Testing your tile
Using the strips to test the water leaving your tile
- Check the expiration date on the bottom of the Nitrite-N/Nitrate-N bottle. If expired, DO NOT USE.
- Rinse a clean cup three times with the water exiting the tile line.
- Dip the test strip into the water for one second and remove. DO NOT SHAKE excess water from the test strip.
- Hold the strip level, with pad side up, for 30 seconds.
- Compare the NITRITE (lower) test pad to the nitrite-nitrogen color chart on test strip bottle. The nitrite concentration is in mg/L or parts per million (ppm). Remove sunglasses before reading the strip. The pad will continue to change color, so make a determination immediately after 30 seconds. You are not likely to have NITRITE present unless a fresh source of human or animal waste is present.
- At 60 seconds (or 30 seconds after estimating nitrite concentration), compare the NITRATE (upper) test pad to the nitrate-nitrogen color chart on test strip bottle. The nitrate concentration is in mg/L or parts per million (ppm). Remove sunglasses before reading the strip. The pad will continue to change color, so make a determination immediately after 60 seconds.
- Dispose of test strip in a waste container, which can be emptied into your household trash. STORE VIALS AT ROOM TEMPERATURE (not in a vehicle).
- Don’t stop at your tile line, test your creek, pond, wetland or fill a bucket and test your rainwater! Test at different times of the year for more information.
Calculating nitrate lost through tile lines
First, measure your tile flow rate.
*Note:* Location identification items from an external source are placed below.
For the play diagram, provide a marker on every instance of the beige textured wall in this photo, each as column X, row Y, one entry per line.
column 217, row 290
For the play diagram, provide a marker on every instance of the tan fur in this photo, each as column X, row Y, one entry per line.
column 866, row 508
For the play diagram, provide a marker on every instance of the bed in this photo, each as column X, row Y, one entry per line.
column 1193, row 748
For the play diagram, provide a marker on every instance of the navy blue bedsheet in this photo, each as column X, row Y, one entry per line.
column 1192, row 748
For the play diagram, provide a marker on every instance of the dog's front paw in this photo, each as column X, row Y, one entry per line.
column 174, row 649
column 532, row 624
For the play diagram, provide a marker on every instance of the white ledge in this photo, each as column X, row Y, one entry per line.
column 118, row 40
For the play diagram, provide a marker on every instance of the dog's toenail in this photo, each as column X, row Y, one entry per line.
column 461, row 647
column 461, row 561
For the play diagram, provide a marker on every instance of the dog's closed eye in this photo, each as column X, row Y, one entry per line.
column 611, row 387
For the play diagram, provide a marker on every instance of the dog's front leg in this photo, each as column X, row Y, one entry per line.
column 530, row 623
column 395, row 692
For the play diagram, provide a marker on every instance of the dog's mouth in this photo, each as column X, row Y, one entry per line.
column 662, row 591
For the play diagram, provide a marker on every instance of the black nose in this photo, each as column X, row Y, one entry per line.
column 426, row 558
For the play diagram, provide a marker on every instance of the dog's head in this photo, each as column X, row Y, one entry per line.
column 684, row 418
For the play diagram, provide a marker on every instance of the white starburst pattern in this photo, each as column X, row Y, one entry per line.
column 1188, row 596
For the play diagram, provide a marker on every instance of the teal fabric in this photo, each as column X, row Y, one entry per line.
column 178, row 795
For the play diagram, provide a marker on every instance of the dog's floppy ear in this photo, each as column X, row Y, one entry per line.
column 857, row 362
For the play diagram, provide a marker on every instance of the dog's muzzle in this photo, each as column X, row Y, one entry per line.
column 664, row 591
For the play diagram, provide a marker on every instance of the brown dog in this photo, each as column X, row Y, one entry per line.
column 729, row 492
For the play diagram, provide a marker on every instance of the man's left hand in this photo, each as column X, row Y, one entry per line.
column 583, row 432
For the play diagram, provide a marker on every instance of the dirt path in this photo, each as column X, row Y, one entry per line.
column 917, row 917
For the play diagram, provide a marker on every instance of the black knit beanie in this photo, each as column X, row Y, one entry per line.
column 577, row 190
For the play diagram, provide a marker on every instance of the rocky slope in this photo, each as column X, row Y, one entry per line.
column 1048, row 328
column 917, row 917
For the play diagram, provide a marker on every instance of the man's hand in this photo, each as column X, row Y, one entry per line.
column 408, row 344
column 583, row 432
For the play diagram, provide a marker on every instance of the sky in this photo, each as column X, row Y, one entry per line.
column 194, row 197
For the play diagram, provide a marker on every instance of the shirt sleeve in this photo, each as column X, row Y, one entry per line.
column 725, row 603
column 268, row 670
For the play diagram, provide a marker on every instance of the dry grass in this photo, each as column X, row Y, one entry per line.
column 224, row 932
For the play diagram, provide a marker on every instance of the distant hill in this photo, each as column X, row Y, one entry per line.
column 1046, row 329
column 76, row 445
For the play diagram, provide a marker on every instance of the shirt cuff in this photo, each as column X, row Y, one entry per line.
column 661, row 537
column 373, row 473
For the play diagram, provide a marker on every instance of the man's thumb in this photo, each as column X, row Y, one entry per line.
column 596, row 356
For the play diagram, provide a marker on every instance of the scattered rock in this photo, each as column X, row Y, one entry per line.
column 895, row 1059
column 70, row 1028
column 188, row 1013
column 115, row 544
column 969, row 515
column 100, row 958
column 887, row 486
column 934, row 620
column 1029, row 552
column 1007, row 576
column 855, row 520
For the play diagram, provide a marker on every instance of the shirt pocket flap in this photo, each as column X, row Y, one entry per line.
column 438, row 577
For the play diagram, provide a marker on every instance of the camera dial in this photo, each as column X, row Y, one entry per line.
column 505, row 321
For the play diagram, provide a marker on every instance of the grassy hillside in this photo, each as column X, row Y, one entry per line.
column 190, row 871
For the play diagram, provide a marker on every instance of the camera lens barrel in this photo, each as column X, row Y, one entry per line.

To do this you’ll need:
- Place the 5 gallon bucket underneath the tile line.
- Use a stopwatch to measure how many seconds it takes to fill the bucket.
- Use the formula below to measure how much nitrate is being lost per day.
(nitrate concentration × 0.0000083454) × (5 gallons/seconds to fill bucket) × 86400 = pounds of nitrate lost per day
For example, if your tile’s nitrate concentration is 7 mg/L (or 7 ppm) and it takes 125 seconds to fill up a 5 gallon bucket. The formula would be:
(7 × 0.0000083454) × (5/125) × 86400 = 0.2 pounds of nitrate lost per day
You can also divide the pounds of nitrate lost per day by the number of acres drained. This will give you the pounds of nitrate lost per acre each day.